Il metano dà una mano (milionaria) alle cosche di San Luca

Non diceva forse una famosa pubblicità che il metano ti dà una mano? La ‘ndrangheta ha preso lo slogan alla lettera e a San Luca, anima e cuore della ‘ndrangheta militare e violenta, ha fatto affari anche con i lavori di metanizzazione.

Questo è quanto hanno ricostruito i Carabinieri del comando provinciale di Reggio Calabria che proprio ora stanno eseguendo sette fermi di indiziato di delitto, emessi dalla Direzione Distrettuale Antimafia di Reggio Calabria, nei confronti indagati liberi, ritenuti affiliati alla ‘ndrangheta nella sua articolazione territoriale denominata cosca Mammoliti, alias “fischiante”, di San Luca.

L’attività investigativa è partita dal danneggiamento, seguito da incendio, avvenuto il 3 maggio 2010 di un autocarro della ditta Metangas di Rende (Cosenza) impegnata nella conduzione del gas metano a San Luca.

L’impresa Metangas è stata perquisita ed è stata notificata un' informazione di garanzia Edmondo Rinaldo Venneri, titolare dell’impresa per subappalto non autorizzato e sono stati eseguiti sequestri preventivi di alcuni camion e mezzi d’opera, per un valore totale di 800mila euro circa.

Eh sì cari lettori, perché in Calabria ci sono ancora ampie parti di territorio privi di gas metano anche se già  25/30 anni fa i paesi erano tappezzati di cartelli che annunciavano l’arrivo imminente del metano.
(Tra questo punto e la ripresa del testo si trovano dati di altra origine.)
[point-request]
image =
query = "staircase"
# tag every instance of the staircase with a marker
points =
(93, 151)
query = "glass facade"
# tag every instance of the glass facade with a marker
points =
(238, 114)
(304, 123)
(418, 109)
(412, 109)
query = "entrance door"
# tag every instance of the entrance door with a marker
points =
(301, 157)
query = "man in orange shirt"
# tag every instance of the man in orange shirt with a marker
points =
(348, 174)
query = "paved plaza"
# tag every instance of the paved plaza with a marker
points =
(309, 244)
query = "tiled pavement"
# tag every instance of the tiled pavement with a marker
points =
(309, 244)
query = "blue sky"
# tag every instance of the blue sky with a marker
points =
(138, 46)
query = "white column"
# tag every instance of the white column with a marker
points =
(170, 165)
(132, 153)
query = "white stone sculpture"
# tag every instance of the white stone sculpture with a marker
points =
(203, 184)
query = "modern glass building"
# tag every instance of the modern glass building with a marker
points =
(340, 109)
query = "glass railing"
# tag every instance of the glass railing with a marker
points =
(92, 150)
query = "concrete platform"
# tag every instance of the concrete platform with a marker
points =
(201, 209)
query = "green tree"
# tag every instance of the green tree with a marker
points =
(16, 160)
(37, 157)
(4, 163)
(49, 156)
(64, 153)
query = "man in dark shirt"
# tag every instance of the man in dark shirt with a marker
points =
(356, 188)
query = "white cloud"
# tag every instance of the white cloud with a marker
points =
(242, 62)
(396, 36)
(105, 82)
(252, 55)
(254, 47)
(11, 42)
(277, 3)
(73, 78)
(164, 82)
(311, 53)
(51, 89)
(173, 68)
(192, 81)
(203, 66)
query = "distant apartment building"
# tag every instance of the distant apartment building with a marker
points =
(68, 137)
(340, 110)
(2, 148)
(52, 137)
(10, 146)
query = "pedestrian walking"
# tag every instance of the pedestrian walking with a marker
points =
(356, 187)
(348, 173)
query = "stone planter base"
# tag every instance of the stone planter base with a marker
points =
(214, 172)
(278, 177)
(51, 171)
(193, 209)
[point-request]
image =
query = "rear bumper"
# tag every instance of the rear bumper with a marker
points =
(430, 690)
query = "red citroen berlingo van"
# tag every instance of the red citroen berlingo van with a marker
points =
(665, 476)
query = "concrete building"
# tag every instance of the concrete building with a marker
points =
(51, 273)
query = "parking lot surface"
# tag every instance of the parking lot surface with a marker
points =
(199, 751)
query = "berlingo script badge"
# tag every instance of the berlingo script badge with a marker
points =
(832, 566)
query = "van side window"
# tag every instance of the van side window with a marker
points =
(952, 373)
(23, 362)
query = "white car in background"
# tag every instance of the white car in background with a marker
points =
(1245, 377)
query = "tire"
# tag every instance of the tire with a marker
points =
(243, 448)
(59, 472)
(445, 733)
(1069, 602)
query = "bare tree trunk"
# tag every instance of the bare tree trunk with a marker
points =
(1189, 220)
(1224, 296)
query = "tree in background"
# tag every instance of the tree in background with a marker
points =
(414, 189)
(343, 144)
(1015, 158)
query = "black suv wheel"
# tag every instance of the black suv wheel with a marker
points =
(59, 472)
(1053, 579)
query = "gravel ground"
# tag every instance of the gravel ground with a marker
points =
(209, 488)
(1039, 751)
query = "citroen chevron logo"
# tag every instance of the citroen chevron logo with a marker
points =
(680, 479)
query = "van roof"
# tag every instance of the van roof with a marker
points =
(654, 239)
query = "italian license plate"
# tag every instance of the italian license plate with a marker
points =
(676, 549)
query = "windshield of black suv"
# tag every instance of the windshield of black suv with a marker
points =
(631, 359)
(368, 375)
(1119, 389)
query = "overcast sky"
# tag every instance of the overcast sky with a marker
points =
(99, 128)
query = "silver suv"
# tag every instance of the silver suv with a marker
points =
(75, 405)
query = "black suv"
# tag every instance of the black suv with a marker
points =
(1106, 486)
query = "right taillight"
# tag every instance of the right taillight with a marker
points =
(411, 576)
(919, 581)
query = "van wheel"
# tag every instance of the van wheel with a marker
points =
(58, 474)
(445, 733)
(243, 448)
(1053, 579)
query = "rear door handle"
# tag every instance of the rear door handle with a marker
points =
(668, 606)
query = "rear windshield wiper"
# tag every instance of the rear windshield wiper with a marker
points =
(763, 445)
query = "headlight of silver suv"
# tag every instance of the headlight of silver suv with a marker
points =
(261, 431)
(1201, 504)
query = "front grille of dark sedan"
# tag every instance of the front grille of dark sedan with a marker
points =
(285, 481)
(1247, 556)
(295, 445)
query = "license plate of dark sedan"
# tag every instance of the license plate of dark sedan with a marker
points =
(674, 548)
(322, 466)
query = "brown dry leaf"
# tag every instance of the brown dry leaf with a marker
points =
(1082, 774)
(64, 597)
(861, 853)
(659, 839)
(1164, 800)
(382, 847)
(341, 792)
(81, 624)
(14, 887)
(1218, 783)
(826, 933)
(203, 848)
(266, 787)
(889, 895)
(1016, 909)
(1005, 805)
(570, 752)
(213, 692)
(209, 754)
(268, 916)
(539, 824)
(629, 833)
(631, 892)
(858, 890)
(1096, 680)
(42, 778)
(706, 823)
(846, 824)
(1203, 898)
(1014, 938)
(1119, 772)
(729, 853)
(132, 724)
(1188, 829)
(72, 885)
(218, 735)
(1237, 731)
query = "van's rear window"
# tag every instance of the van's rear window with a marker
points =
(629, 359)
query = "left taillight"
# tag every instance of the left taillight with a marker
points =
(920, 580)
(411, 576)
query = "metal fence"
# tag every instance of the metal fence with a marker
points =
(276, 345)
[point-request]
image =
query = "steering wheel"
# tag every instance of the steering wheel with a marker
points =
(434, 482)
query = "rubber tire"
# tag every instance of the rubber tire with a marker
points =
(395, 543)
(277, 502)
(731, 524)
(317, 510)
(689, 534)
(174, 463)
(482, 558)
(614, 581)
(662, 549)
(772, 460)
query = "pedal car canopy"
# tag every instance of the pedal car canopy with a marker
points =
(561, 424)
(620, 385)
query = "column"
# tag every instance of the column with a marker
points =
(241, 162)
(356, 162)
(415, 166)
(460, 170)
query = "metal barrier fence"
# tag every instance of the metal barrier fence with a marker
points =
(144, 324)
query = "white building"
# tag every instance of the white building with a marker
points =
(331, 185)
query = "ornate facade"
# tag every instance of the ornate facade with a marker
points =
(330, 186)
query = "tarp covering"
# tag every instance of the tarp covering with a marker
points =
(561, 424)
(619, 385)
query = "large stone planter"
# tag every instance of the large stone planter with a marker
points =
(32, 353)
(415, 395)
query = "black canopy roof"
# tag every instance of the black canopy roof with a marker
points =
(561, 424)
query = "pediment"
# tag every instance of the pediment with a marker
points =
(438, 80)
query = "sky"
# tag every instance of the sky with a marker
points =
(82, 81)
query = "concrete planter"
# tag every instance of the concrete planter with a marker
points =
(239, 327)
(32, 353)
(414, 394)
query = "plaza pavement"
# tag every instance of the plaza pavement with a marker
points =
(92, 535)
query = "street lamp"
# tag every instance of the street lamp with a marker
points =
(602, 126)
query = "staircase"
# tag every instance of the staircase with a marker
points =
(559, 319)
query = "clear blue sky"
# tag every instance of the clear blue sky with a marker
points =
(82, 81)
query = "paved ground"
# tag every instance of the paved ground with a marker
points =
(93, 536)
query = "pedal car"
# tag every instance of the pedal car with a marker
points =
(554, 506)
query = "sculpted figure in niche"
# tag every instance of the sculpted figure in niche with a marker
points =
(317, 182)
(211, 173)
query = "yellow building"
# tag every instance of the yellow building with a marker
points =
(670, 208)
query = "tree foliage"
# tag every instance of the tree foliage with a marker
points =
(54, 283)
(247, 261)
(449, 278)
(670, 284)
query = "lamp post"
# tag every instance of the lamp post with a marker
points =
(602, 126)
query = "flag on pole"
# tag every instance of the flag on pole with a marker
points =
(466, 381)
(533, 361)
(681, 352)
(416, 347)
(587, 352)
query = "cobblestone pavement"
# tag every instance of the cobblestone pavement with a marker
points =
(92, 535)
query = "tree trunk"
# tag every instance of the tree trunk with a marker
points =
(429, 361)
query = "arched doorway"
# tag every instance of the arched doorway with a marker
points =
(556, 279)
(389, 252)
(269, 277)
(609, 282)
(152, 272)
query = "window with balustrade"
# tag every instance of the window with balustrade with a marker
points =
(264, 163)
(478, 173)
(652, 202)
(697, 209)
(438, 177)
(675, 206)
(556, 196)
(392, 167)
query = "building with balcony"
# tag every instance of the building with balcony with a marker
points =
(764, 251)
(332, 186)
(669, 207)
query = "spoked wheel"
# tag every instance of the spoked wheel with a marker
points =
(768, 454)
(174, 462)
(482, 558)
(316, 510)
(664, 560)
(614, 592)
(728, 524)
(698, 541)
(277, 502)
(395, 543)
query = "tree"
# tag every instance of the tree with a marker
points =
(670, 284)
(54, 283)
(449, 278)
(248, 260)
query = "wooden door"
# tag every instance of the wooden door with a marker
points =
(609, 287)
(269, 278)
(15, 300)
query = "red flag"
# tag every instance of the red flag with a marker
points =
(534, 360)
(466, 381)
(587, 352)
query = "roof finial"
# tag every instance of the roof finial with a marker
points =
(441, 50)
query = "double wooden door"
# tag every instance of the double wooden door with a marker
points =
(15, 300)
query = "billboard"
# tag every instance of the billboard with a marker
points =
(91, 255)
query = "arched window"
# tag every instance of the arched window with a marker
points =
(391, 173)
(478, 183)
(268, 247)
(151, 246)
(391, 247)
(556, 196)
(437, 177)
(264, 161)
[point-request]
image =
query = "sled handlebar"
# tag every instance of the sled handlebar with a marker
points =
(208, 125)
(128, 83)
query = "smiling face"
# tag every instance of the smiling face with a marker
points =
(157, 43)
Trenta anni dopo, ovviamente, nessuno si è interrogato sulla necessità di portare davvero il metano in moltissimi paesi ormai spopolati ma questo è un altro discorso.

Le investigazioni hanno consentito di accertare che il gesto intimidatorio nei confronti dell’impresa di Rende preludeva all’ingerenza della criminalità organizzata locale nella gestione dell’opera.

In particolare i Carabinieri hanno accertato che:

1) le assunzioni di manodopera in loco erano composte da soggetti ritenuti, a vario titolo, contigui a consorterie di ndrangheta di San Luca;

2) era stato stipulato un elevato numero di contratti di “nolo a freddo” che, invece, erano veri e propri “noli a caldo” al fine di nascondere l’illecito subappalto ad imprese prive di certificazione;

3) l’impresa appaltante svolgeva di fatto un controllo meramente formale, dato che non è mai intervenuta su anomalie relative alle fatturazioni dei subappalti.

Tale meccanismo, in un appalto del valore complessivo di 1.150.000 euro, consentiva alla cosca dei Mammoliti la gestione diretta per oltre il 23% dell’opera, quantificato in circa 260mila euro.

I reati di cui gli arrestati dovranno rispondere a vario titolo sono: di associazione di tipo mafioso e intestazione fittizia di beni, illecita concorrenza in appalti, estorsione e rapina aggravati dal metodo mafioso.